Even at a zoo, she'd never been this close to approximately six tons and ten feet of bull elephant. And she knew it was a bull because of his size and massive tusks.

 

"What do we do?" she asked, then breathed a sigh of relief when a young man walked out from behind the elephant and lifted a hand in greeting.

 

He wasn't any more than five feet tall. His skin was dark, his teeth blazing white. He wore the traditional baggy white mahout garb. In contrast, below thin calves and bony ankles he wore a pair of Air Jordans that were almost as big as he was.

 

"Su-bhah dhah-hah-vah-lahk."
Good afternoon,
he said, approaching them with a grin. A grin that grew even broader when he walked close enough to see them clearly.

 

"You speak English?" he asked as the elephant stopped directly behind him, the massive trunk snuffling around in his pockets.

 

"Nah-vah-thin-nu."
Stop,
he scolded the pestering pachyderm, and absently shoved the wandering trunk away.

 

"English. Yes," Manny said with a watchful eye on the elephant as a toque macaque swung down from a tree and landed in the middle of the elephant's back.

 

"I don't like that sucker on general principle," Manny said under his breath, eyeing the monkey as he screeched and scratched his armpit and stared Manny straight in the eye.

 

"American?" the mahout asked, sounding hopeful.

 

Lily nodded. "Yes.
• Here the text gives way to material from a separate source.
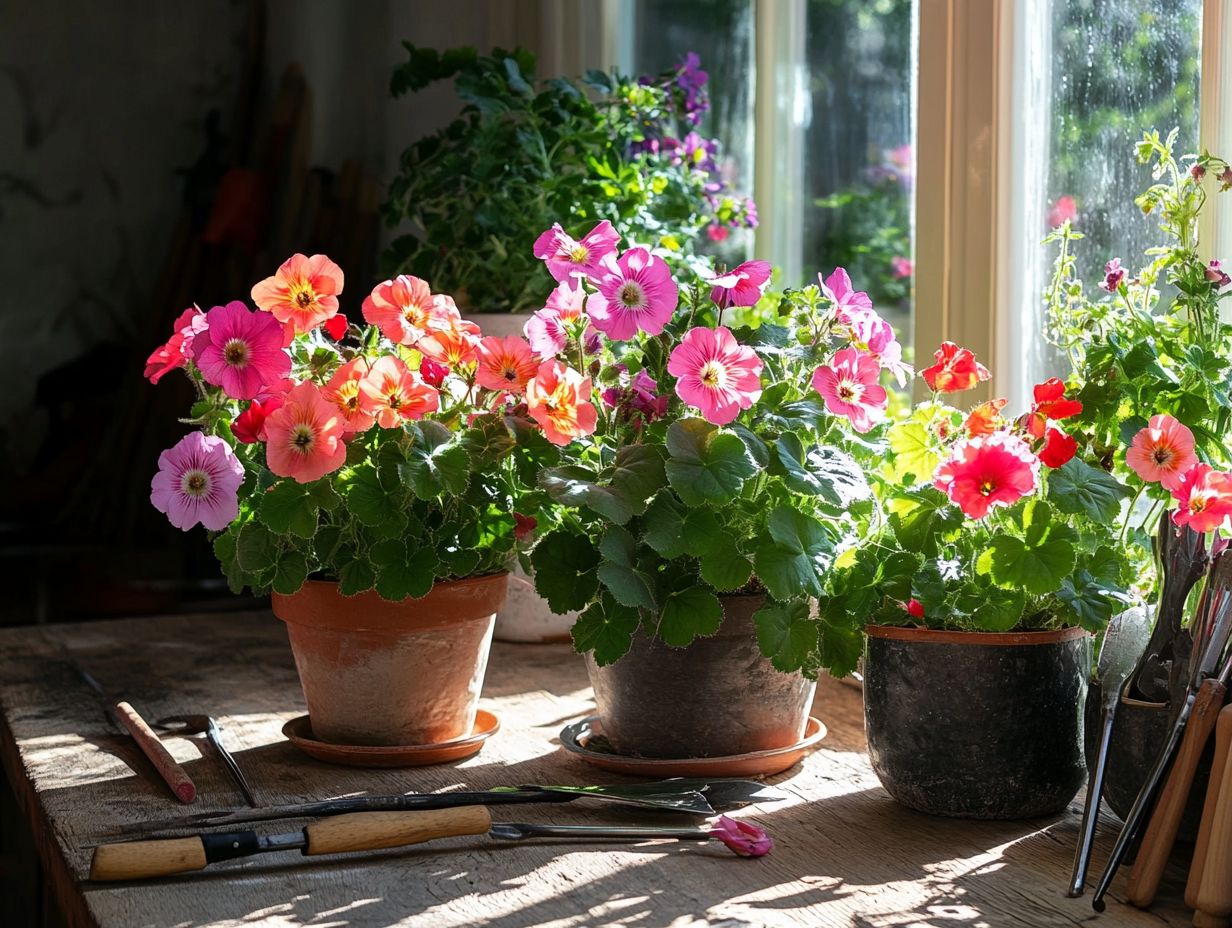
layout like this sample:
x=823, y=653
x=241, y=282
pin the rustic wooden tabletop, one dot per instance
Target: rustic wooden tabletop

We're Americans."

 

The young man almost jumped for joy. His grin split his face and he clapped his hands. "I love America!! 'Go ahead; make my day,' " he said in heavily accented English. "Clint Eastwood, yes?
Sudden Impact.
I love American movie."

 

He spouted off several more movie quotes before Manny could quiet him down.

 

"Look. We're in a bind. We need to get to Elkaduwa." He pulled out the map and pointed to their destination.

 

Another broad grin. " 'That's thirty minutes away. I'll be there in ten.' Harvey Keitel, yes?
Pulp Fiction.
What a movie. I am good, yes?"

 

"Yeah. Yeah, you're great." Manny tapped the map again. "We're here, right? How long before we get there?"